Lots of software developers would love to know in detail how people use their work, and to that end, there’s an increasing number of programs that
phone home with crash reports, heat maps of which UI elements get used, and even detailed logs of every interaction. The problem, of course, is how to collect as much useful information as possible without infringing on user privacy. Usually, what the developers want are aggregate statistics—how often does this widget get used by everyone, that sort of thing—so the logical method to apply is differential privacy. However, stock differential privacy algorithms assume a central, trusted database, and in this case, the only people who could run the database are the developers—the very same people against whom individual responses should be protected. Also, differential privacy’s mathematical guarantees are eroded if you repeatedly ask the same survey questions of the same population—which is exactly what you want to do to understand how user behavior changes over time.

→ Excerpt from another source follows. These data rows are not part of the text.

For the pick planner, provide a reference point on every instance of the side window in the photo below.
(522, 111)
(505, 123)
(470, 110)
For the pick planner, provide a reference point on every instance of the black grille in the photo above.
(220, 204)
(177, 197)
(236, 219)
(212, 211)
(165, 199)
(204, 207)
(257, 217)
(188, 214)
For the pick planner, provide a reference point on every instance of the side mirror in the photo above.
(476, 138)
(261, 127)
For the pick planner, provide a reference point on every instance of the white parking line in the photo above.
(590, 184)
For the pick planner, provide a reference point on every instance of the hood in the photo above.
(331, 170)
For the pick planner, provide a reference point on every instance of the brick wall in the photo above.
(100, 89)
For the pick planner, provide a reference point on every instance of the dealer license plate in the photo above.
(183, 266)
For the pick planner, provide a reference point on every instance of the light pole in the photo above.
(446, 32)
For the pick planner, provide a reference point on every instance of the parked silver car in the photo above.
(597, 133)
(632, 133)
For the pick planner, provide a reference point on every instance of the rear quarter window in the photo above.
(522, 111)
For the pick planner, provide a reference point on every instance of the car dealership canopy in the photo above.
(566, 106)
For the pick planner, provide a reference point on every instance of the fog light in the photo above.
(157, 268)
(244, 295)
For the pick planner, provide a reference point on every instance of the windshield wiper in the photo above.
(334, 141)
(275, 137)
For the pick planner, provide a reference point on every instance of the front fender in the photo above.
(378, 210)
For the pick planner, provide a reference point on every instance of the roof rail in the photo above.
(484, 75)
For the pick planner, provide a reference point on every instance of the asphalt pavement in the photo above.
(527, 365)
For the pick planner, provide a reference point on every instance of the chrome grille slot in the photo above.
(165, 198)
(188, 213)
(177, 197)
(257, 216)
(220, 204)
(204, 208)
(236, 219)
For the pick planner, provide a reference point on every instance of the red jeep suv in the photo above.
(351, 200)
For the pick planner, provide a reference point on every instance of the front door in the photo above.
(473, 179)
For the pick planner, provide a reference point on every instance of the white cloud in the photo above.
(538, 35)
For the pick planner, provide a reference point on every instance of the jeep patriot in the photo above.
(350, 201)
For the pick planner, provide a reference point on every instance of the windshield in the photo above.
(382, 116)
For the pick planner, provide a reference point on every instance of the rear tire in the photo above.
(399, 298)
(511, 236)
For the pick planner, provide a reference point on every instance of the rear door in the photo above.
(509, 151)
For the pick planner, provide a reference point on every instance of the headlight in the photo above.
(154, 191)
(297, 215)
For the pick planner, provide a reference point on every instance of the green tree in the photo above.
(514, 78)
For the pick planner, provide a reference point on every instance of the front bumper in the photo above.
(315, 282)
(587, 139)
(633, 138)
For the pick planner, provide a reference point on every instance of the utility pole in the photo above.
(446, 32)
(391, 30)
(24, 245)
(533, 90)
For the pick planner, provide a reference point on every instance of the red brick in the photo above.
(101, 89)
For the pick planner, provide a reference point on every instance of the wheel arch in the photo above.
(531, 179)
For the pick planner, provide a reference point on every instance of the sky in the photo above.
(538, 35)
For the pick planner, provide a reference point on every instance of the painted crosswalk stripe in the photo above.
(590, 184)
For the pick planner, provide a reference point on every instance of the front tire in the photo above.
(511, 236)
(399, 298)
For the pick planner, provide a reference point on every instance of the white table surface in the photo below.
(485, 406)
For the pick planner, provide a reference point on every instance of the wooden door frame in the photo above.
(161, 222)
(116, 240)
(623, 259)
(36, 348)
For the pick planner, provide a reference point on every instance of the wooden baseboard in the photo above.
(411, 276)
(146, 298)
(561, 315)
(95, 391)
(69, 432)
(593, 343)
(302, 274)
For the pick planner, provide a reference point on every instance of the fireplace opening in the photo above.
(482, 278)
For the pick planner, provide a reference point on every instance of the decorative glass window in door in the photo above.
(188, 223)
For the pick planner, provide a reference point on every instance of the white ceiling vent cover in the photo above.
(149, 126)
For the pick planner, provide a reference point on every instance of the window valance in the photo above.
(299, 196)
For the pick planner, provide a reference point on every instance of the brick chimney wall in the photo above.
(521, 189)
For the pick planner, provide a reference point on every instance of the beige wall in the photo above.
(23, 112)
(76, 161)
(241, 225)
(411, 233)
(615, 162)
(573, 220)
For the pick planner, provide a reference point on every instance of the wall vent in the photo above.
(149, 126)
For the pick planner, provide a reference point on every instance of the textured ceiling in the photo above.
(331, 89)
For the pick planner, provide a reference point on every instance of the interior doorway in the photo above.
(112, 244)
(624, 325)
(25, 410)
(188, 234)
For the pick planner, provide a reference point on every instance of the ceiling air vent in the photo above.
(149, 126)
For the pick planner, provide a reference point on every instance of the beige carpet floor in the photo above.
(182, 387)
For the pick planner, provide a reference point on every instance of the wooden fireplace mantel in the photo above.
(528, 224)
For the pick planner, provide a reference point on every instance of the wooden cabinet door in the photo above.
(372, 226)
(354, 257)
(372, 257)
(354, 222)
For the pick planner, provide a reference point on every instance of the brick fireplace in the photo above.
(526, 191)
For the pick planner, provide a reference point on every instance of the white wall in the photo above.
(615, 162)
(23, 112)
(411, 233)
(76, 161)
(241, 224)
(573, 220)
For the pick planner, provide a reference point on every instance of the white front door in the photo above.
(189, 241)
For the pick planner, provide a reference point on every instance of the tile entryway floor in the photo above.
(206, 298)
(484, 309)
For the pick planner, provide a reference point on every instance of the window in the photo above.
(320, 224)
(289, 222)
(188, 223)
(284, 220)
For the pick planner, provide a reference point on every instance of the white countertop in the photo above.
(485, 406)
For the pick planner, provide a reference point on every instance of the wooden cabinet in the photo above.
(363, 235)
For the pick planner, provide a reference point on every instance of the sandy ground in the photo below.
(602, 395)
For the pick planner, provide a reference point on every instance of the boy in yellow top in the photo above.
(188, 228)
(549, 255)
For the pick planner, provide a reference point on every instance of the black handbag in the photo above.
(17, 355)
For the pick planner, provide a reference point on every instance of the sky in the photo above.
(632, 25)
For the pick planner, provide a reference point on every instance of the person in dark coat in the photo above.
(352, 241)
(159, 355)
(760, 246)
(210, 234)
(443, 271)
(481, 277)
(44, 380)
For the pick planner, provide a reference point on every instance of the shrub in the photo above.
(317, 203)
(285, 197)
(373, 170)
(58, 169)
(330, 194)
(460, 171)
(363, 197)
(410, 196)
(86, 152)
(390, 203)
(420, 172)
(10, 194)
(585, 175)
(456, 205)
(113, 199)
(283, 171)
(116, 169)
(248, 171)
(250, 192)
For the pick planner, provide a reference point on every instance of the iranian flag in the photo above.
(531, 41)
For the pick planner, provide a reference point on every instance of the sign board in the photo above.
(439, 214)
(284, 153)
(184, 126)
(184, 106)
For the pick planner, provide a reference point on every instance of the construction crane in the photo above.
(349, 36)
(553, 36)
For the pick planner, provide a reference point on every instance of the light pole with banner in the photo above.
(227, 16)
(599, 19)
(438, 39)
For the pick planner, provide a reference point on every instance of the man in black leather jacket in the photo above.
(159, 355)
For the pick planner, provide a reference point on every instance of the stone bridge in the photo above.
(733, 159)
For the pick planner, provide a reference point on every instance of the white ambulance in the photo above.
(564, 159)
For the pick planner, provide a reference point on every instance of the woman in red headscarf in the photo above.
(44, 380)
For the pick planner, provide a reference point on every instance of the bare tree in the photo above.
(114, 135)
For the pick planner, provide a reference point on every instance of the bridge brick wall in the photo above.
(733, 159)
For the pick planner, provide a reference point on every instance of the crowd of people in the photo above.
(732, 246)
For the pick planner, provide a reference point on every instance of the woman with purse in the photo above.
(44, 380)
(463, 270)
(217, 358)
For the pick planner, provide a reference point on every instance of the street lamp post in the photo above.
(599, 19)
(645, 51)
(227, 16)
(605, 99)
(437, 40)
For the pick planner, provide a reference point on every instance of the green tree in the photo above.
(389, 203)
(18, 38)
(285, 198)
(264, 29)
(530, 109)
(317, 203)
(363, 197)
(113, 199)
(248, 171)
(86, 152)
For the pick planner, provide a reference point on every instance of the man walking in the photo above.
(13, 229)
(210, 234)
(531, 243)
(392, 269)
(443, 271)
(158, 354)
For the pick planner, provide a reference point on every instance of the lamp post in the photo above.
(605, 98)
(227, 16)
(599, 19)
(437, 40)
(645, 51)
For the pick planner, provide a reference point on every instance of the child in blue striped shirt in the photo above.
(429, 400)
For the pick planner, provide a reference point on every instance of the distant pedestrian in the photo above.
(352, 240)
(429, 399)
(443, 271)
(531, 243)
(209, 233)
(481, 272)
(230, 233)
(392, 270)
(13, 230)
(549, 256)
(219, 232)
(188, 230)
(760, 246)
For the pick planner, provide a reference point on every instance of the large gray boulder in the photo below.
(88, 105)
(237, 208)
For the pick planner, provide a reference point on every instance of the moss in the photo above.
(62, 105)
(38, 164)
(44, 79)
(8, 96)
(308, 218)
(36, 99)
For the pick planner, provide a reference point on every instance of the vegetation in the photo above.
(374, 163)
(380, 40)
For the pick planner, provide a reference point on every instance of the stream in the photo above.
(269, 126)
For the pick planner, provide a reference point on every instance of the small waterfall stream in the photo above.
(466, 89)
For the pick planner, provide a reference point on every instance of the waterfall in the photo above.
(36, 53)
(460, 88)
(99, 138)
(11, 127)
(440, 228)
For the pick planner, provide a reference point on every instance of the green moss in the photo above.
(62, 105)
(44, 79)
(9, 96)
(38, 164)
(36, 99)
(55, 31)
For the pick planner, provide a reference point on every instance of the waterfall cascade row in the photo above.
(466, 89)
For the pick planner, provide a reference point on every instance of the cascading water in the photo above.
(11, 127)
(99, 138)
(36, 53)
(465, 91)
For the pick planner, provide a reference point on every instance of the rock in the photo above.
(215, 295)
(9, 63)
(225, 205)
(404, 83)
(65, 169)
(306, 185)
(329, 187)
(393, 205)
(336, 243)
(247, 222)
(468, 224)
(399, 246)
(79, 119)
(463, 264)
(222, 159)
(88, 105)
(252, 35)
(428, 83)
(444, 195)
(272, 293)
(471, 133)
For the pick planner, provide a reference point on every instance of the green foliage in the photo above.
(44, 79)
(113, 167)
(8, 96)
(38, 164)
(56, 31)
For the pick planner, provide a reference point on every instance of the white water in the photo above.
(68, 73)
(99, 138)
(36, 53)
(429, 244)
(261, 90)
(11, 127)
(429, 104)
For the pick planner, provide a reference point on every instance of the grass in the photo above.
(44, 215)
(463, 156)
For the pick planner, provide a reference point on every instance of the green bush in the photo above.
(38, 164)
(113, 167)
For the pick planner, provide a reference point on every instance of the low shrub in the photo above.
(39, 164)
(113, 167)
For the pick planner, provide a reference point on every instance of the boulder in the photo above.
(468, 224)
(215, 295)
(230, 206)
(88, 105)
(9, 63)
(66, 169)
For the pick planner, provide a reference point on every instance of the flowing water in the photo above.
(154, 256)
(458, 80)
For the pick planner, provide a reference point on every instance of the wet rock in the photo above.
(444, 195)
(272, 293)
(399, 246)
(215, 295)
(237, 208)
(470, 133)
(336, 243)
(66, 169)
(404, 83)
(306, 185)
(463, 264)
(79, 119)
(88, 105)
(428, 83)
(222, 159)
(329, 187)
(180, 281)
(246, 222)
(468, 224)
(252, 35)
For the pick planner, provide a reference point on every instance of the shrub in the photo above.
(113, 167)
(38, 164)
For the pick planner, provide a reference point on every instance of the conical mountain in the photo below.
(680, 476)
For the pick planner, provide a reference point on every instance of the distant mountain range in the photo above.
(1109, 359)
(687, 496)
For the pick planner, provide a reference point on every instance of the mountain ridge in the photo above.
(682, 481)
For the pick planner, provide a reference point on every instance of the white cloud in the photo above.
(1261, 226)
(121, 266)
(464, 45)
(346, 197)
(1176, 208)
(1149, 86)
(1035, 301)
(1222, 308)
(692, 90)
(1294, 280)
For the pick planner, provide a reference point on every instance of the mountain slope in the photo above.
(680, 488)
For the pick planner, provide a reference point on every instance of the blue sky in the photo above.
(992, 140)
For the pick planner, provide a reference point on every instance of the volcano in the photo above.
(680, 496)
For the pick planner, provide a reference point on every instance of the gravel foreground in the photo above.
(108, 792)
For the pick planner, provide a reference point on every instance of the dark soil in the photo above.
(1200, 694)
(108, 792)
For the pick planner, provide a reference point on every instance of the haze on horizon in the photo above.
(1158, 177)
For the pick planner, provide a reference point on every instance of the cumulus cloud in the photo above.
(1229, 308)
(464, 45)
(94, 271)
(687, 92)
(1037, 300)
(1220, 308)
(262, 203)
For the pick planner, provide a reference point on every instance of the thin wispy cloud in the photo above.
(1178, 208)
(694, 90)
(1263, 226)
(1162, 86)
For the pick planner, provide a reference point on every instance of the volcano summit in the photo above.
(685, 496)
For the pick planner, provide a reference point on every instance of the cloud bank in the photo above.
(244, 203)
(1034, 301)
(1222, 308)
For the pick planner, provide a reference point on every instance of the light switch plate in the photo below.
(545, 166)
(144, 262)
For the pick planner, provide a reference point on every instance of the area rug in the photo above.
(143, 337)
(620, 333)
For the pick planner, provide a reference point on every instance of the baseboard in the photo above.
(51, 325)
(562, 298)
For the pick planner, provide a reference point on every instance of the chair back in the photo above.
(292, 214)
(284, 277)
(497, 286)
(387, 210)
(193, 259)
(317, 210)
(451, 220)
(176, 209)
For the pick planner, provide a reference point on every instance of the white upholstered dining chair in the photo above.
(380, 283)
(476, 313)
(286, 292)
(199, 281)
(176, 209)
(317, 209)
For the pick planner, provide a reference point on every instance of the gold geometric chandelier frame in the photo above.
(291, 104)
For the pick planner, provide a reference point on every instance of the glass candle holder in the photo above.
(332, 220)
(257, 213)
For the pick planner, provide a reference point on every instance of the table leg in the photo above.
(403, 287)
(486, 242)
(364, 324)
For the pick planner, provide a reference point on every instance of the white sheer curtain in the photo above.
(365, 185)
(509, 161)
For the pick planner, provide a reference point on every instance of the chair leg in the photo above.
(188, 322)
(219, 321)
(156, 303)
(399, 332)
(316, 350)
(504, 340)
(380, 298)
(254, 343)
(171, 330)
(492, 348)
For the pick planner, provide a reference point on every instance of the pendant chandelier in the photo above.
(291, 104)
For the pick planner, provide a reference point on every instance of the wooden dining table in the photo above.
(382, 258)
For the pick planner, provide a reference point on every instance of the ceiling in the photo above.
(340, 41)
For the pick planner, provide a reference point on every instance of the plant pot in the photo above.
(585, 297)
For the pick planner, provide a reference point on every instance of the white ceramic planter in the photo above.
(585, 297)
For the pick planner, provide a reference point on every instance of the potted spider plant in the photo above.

This paper solves both problems with a combination of randomized response and Bloom filters. Randomized response is an old, ingenious idea for asking sensitive yes-no survey questions such that any one person has plausible deniability, but the true aggregate number of
yes responses is still known: each survey participant secretly flips a coin before answering, and if it comes up heads they answer
yes whether or not that’s true. Otherwise they answer honestly. After the fact, everyone can claim to have answered
yes because of the coin flip, but to recover the true population statistic one simply doubles the number of
no answers. Bloom filters (which I’m not going to try to explain) are used to extend this from yes-no to reporting sets of strings. Finally, there are two stages of randomization. Given a set of survey questions, the system computes a
Permanent randomized response which is, as the name implies, reused until either the answers or the questions change. This prevents privacy erosion, because each user is always either answering honestly or falsely to any given question; a nosy server cannot average out the coin tosses. Additional
instantaneous randomness is added each time a report is submitted, to prevent the report being a fingerprint for that user. The system is said to be in use for telemetry from the Chrome browser, and they give several examples of data collected in practice.
The Permanent randomized responses illustrate a basic tension in security design: you can often get better security outcomes versus a remote attacker if you keep local state, but that local state is probably high-value information for a local attacker. For example, any system involving trust on first use will store a list of frequently contacted remote peers, with credentials, on the local machine; tampering with that can destroy the system’s security guarantees, and simply reading it tells you, at a minimum, which remote peers you regularly connect to. The TAILS live-CD is intended to
leave no trace on the system it’s run on, which means it changes its entry guards on every reboot, increasing the chance of picking a malicious guard. In this case, a local adversary who can read a Chrome browser profile has access to much higher-value data than the Permanent responses, but a cautious user who erases their browser profile on every shutdown, to protect against that local adversary, is harming their own security against the Chrome developers. (This might be the right tradeoff, of course.)
I also wonder what a network eavesdropper learns from the telemetry reports. Presumably they are conveyed over a secure channel, but at a minimum, that still reveals that the client software is installed, and the size of the upload might reveal things. A crash report, for instance, is probably much bulkier than a statistics ping, and is likely to be submitted immediately rather than on a schedule.